Monday, August 25, 2014

The More Roads We Travel

I was born wanting to go places. My mother reports that I toppled my cardboard bassinet in the newborn nursery while thrashing around. She believed I was trying to break free. I walked too early as well, and had to wear special shoes affixed to a metal rocking plate because my legs were not yet strong enough to carry me.

But I also traveled in the conventional sense with my family. I remember our drive to Florida, specifically drinking orange juice at the state welcome center and throwing up as I stepped off the Mad Tea Cup ride at Disney. I recall the trauma of getting lost once while away, though I’m not sure where we were when it happened, and taking photographs of my feet on the beach in Caesarea during our first trip to Israel.

When I was old enough to travel on my own, I seized any opportunity to explore locales both nearby and far flung. Luckily, my husband shares my sense of adventure. In the early years of our marriage, even when we lived on a shoestring, we still found a way to go places. We occasionally went abroad, but mostly went to off the beaten path spots close to home and checked out as much of our own city as possible.

And then we had children. Their blessed arrival cut nights out down to zero, and we were really fine with that. But we agreed that we would not suppress our wanderlust, no matter how complicated traveling with the boys might get.

We flew together to Croatia to visit family when our eldest was 8 months old. A year later, I made the same trip alone with my son. My back ached as I carried him, his car seat, the diaper bag, my carryon, and my purse onto the tarmac to board our connecting flight from Zurich. Yet I delighted in the experience of being there with him, even as he soiled his diaper just before takeoff to the chagrin of the buttoned-up business man to his left.

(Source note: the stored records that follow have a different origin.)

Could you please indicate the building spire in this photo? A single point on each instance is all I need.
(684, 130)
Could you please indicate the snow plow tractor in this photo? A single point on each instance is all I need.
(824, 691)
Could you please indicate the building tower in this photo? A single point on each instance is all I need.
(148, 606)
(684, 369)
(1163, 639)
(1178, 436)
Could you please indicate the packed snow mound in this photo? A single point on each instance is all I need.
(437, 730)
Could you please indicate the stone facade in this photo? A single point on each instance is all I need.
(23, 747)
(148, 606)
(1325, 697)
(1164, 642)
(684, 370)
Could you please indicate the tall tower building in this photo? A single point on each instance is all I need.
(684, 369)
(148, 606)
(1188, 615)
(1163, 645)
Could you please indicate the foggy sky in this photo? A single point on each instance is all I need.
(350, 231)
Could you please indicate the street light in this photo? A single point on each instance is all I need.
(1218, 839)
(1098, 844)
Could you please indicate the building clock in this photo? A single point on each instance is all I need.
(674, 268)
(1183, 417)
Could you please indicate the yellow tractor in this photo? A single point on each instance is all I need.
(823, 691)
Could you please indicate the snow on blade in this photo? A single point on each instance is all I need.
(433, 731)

In fact, experience has been the point from the beginning. We wanted to pass along our curiosity to our sons, and we believed that travel was the ticket to ensuring that their world view broadened beyond their own four squares. Besides, it gave us an excuse to continue prioritizing what we loved. We went wherever and whenever we could. But when we couldn’t go far away, we took the boys on closer adventures, like the gorges in upstate New York or to a zoo the next state over.

About ten years ago, we happened upon the idea of an annual road trip across the US. A road trip’s flexibility appealed to us as a young family, especially the way it allowed for spontaneous stops along the way. As a new American, my husband wanted to see his adopted homeland and its northern neighbor. To my own shame, I’d been to Albania, but had never been west of Madison, Wisconsin.

The decision launched what has become the defining experience of our family life. We’ve piled into our minivan nearly summer since, with the exception of our trek to Seattle (we flew on expiring miles) and two road trips in tiny cars while visiting relatives in Europe. We’ve gone as far and wide as Vancouver, BC and Maine, Mt. Rushmore and the Green Mountains, Disney and Amarillo, Texas. Our goal is to visit all 50 states and the 10 Canadian provinces (maybe even the territories, too). We’ve made it to 38 and 6, respectively.

Loved ones and acquaintances alike often wonder how we’ve managed with our noisy, messy brood in the car. After all, they’ve seen the boys in action out of the car. Portable DVD players – since replaced by Apple products – always helped, as did rattles, action figures, crayons and activity books when the boys were much younger. We’ve never underestimated the busy potential of a crunchy snack, and we’ve often pleaded with G-d to please, please, please make the boys nap.

We’ve managed potty training, scream-inducing ear infections, precarious car seat escapes, stomach bugs, sibling rivalry, teenage orneriness, and a flat tire on the NJ Turnpike. There have certainly been “Don’t make me stop this car” moments, yet I always say these trips are like childbirth. The gross and the horrible recede from memory once we’ve pulled back into our driveway.

In the days before our recent trip to the Canadian Maritimes, we had to face the hard truth about our minivan. It has given its all for 12 years, but it was no longer up to a ride of several thousand miles. The boys are also growing up and we don’t know how much longer they’ll be able or willing, given their own lives and plans, to come along for two weeks each summer. Perhaps the van’s retirement was a metaphor for the end of an era.

We quickly suppressed such thoughts and accepted that we were either going in my husband’s 5-seater or we weren’t going at all. Wholeheartedly, our three boys, whose legs are far longer than mine, squeezed into the back. Some of the luggage went beneath my feet in the front. It was cramped, but that did not obstruct our view of the wonderful things -- both manmade and created by G-d – we saw along the way.

Like our other trips, this recent journey offered family bonding at its best. The boys may have found a way to wrestle even while stuffed into the back seat, and they got mighty loud. But they enjoyed priceless, uninterrupted togetherness with one another and with their parents. That the trip further fed their curiosity about the world and nurtured their ever-growing sense of adventure are bonuses I wouldn’t trade for anything.

Please, just don’t ask me about the state of the car.